Elle aussi regarde la robe et espère peut-être sa sortie prochaine. Je ne pense pas qu’elle sache pourquoi cette robe rose et pimpante cette robe qu’elle a si souvent fait virevolter se trouve dans cette chambre.
Le conte de Daudet ne m’a pas quittée et je me dis qu’elle aussi peut, bien que toute petite, presqu’un bébé encore, souhaiter revêtir autrement que pour sortir, sa si jolie robe de princesse. Le petit dauphin a bien demandé ses beaux habits pour quitter ce monde…
Mais ce n’est plus d’un conte qu’il s’agit: il s’agit de l’histoire vraie et terrible de ma petite fille de deux ans et demi.
À nouveau elle me regarde et me sourit…
Un nouveau passage de soignant. Elle voit ce tout petit poignet libéré et sourit. Elle me dit que je peux également libérer l’autre. Aucune autre parole mais je comprends.

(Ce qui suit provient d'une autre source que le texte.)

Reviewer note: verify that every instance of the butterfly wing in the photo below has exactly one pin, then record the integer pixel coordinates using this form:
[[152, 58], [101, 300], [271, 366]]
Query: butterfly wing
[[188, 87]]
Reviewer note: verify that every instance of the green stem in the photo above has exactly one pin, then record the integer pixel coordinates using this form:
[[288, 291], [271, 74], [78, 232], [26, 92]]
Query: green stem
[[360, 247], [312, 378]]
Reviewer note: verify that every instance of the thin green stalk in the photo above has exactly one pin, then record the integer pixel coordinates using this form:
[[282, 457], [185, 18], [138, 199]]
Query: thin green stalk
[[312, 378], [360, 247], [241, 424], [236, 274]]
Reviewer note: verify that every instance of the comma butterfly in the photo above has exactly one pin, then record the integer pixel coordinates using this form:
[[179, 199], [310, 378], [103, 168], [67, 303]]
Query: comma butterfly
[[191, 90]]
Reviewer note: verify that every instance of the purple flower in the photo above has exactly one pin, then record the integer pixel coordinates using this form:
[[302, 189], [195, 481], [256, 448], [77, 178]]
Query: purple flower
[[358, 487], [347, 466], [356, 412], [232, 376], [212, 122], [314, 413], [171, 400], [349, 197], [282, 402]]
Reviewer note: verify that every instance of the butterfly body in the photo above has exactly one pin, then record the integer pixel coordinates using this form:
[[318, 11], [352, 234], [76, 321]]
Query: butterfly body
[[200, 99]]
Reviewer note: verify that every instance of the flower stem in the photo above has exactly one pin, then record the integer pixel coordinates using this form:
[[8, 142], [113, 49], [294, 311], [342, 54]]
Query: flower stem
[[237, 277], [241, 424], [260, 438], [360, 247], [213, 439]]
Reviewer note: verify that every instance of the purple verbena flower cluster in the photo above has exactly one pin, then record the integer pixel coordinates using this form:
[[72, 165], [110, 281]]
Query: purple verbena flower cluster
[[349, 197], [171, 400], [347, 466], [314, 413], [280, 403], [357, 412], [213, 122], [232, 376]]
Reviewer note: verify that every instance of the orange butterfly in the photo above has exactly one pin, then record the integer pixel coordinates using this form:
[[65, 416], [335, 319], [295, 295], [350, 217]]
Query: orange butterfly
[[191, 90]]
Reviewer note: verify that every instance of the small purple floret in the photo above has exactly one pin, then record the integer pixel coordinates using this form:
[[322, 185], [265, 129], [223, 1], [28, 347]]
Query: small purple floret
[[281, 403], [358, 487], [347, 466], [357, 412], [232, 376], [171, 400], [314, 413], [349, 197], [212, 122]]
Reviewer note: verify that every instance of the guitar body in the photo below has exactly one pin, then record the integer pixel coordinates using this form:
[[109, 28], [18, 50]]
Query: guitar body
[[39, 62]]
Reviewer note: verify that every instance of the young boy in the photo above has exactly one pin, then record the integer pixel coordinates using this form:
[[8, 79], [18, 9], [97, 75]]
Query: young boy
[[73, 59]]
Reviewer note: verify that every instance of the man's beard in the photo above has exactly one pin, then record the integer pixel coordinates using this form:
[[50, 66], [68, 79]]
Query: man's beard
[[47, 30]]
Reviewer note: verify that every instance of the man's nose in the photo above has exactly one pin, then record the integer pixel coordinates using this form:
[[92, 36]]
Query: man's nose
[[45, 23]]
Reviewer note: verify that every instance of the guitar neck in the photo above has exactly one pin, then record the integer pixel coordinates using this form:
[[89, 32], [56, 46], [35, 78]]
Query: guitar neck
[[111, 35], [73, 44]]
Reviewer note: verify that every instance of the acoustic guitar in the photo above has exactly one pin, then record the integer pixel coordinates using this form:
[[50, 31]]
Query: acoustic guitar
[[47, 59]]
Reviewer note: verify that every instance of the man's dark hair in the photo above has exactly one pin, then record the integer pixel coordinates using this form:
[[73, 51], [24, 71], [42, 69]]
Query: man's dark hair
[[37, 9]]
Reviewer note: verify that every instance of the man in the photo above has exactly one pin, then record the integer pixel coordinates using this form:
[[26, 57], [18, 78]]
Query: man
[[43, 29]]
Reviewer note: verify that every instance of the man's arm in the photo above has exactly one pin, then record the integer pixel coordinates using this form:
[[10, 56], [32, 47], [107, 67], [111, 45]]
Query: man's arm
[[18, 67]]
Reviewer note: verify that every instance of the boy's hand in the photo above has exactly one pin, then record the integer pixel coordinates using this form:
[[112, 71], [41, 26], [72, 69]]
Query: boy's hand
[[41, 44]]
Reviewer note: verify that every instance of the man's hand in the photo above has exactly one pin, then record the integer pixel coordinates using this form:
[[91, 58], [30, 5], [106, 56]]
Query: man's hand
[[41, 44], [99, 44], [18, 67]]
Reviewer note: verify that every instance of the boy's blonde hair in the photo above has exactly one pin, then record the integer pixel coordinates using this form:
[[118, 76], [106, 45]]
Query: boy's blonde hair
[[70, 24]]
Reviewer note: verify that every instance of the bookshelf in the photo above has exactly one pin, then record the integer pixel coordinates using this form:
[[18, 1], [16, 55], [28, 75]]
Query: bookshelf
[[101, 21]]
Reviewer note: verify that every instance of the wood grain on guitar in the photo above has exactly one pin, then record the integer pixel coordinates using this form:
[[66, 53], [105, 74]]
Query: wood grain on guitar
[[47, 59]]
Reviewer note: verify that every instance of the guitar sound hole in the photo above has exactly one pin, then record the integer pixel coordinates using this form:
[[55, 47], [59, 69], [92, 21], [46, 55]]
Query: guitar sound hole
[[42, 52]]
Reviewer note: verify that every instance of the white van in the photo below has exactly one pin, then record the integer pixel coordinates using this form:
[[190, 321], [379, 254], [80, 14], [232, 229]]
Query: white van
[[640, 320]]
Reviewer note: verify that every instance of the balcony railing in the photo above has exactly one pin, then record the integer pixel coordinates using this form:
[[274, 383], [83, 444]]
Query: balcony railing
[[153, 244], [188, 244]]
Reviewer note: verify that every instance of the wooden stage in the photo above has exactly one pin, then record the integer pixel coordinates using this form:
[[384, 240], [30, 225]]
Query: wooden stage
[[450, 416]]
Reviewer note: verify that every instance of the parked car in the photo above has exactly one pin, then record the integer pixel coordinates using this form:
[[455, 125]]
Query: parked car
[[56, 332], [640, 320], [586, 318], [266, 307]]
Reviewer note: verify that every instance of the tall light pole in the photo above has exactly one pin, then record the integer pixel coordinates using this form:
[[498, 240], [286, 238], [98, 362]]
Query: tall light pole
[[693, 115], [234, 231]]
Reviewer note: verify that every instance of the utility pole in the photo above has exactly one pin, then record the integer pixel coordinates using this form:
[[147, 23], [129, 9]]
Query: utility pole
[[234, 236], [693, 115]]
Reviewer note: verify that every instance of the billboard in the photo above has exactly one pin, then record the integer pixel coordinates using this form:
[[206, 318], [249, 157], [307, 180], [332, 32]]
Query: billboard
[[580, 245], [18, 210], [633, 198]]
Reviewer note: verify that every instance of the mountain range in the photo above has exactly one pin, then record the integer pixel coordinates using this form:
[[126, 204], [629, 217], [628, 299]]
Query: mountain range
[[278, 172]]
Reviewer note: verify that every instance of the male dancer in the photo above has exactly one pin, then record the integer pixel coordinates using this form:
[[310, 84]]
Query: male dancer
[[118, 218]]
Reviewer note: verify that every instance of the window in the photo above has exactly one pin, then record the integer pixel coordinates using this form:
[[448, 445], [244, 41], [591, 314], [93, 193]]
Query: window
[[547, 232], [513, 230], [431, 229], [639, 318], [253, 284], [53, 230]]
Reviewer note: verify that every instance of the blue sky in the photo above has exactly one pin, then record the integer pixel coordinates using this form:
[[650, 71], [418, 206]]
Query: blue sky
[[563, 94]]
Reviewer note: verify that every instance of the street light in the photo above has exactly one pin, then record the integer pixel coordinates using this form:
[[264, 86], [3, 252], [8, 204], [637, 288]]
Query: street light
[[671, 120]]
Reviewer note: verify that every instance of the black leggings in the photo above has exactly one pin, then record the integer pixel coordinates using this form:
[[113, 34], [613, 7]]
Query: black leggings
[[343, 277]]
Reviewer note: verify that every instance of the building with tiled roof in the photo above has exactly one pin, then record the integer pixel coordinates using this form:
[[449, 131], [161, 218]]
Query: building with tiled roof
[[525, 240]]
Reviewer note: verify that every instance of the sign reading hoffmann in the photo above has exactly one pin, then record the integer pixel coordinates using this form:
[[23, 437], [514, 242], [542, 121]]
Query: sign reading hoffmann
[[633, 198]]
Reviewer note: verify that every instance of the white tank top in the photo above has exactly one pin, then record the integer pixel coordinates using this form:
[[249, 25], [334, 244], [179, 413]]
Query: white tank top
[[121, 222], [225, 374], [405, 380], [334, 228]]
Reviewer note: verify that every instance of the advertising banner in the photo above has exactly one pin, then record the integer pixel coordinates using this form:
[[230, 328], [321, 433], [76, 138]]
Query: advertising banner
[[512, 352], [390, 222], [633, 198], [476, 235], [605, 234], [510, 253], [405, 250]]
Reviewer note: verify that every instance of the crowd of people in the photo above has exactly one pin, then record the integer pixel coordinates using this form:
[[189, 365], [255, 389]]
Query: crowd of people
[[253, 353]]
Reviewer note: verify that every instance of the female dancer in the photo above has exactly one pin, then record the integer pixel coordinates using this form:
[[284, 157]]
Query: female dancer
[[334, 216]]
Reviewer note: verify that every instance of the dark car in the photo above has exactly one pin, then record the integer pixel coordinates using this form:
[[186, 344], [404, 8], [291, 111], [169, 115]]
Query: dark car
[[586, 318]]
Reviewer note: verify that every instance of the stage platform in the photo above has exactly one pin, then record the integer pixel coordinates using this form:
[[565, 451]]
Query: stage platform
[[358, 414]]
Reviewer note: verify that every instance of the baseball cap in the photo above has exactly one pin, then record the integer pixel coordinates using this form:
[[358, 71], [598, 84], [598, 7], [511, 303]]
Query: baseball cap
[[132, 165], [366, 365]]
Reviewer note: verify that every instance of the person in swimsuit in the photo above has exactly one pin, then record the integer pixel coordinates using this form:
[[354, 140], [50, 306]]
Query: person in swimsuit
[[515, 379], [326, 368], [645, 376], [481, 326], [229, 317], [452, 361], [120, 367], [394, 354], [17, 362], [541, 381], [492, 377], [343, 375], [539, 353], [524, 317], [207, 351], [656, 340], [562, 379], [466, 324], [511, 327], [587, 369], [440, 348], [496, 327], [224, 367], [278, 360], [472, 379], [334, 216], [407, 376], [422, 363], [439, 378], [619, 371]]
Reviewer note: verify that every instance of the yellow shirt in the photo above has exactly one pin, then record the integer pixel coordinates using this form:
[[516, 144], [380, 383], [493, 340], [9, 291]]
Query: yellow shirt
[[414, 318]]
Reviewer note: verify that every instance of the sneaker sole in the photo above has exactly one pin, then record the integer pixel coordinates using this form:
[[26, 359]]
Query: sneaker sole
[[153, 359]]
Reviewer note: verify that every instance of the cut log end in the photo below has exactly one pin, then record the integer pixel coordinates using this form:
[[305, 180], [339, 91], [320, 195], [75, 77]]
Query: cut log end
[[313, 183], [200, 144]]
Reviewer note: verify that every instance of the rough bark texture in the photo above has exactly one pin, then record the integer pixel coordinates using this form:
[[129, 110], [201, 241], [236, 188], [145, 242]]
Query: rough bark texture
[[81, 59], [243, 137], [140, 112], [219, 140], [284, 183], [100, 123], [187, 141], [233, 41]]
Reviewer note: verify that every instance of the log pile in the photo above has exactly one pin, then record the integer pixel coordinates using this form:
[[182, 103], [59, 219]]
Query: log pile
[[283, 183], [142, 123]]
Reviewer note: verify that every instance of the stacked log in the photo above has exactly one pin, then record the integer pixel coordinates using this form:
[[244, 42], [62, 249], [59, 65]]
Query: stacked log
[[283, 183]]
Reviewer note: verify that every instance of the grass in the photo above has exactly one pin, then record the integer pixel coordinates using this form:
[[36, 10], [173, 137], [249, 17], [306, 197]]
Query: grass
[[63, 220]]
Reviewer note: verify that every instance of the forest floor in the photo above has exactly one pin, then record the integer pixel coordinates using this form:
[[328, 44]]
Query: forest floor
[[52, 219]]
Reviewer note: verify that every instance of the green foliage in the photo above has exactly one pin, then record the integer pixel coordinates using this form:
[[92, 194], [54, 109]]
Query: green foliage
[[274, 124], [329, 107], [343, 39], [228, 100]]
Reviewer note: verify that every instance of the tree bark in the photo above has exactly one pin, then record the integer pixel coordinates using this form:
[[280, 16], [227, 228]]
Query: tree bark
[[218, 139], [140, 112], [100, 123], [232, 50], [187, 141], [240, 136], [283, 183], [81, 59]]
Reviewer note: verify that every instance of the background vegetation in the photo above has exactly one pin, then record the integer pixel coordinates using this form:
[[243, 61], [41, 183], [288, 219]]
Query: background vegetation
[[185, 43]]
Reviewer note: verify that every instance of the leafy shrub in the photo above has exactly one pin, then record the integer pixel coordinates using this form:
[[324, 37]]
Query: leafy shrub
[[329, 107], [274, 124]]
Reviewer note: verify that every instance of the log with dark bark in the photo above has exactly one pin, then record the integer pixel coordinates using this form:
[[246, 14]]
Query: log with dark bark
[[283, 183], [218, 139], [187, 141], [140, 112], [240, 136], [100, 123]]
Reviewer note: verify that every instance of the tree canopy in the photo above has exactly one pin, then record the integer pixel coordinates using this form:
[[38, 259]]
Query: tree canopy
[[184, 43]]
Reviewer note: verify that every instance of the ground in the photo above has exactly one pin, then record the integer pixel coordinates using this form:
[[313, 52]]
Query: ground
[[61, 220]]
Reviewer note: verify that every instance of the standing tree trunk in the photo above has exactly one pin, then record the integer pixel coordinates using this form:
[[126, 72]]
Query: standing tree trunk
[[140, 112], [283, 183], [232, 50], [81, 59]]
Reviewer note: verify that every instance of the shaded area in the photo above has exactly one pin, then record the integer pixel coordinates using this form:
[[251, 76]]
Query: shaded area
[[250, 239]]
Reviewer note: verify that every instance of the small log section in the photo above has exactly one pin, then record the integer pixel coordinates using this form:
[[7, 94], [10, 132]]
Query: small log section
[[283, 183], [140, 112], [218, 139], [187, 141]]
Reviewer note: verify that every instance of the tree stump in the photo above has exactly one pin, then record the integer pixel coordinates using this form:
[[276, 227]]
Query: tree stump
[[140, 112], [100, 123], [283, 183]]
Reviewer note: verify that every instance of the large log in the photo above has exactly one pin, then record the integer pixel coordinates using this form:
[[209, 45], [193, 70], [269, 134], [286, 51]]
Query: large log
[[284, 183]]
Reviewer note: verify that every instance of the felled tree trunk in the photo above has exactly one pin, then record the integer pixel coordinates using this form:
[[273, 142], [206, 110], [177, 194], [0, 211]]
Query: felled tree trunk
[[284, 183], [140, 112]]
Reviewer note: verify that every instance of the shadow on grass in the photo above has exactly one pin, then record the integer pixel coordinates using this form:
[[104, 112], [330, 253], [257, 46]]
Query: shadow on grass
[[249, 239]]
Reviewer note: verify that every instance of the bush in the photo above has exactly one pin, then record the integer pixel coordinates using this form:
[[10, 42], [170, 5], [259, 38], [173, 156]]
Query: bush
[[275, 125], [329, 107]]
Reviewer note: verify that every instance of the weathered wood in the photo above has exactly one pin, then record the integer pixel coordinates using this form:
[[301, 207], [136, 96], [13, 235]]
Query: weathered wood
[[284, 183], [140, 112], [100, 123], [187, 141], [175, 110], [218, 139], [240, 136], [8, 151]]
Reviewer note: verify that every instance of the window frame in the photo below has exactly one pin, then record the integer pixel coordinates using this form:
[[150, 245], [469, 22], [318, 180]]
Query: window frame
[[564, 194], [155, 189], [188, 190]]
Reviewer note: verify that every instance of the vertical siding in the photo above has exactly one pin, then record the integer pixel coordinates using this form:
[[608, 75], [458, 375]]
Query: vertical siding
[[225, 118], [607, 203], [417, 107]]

À partir de maintenant je sais que plus rien n’a d’importance sauf peut-être l’envelopper de toute ma tendresse et de tout mon amour. Je voudrais tellement encore lui apporter quelque chose qu’elle aime et qui pourrait lui faire oublier sa souffrance et la rendre encore heureuse. Je lui pose la question lui demande ce qu’elle souhaite, ce qui lui ferait vraiment vraiment plaisir, ce qu’elle veut que je lui donne. Tout d’abord je ne comprends pas sa réponse et patiemment elle répète en articulant de son mieux. Ce qu’elle veut, c’est un « arc-en-ciel »
Avant qu’elle soit malade alors que nous jouions dans le jardin avec le jet d’eau, dans le soleil, fière de moi je faisais naître des arcs-en-ciel, mais là dans cette chambre comment pouvais -je faire ?
Il me faut de l’eau, un jet et du soleil. Nous sommes dans un hôpital au milieu de la ville et mon cœur devient très lourd. Je n’y arriverai jamais….
On est en septembre et il ne fait pas froid, et ouvrant la fenêtre je regarde la terrasse.
Il y a… il y a absolument tout ce que je cherche.
Je me moque de ce que l’on va pouvoir me dire. Moi non plus je n’ai plus rien à craindre. Je ne crains pas le bruit que je vais faire et je vais déplacer son lit. Oui, je vais faire en sorte qu’elle puisse voir la terrasse. Le tuyau qui serpente entre les fleurs a un embout réglable, car oui, il y a un tuyau, le robinet brille, il doit donc servir régulièrement et se laissera manœuvrer. Le soleil est en face. La terrasse est plein sud.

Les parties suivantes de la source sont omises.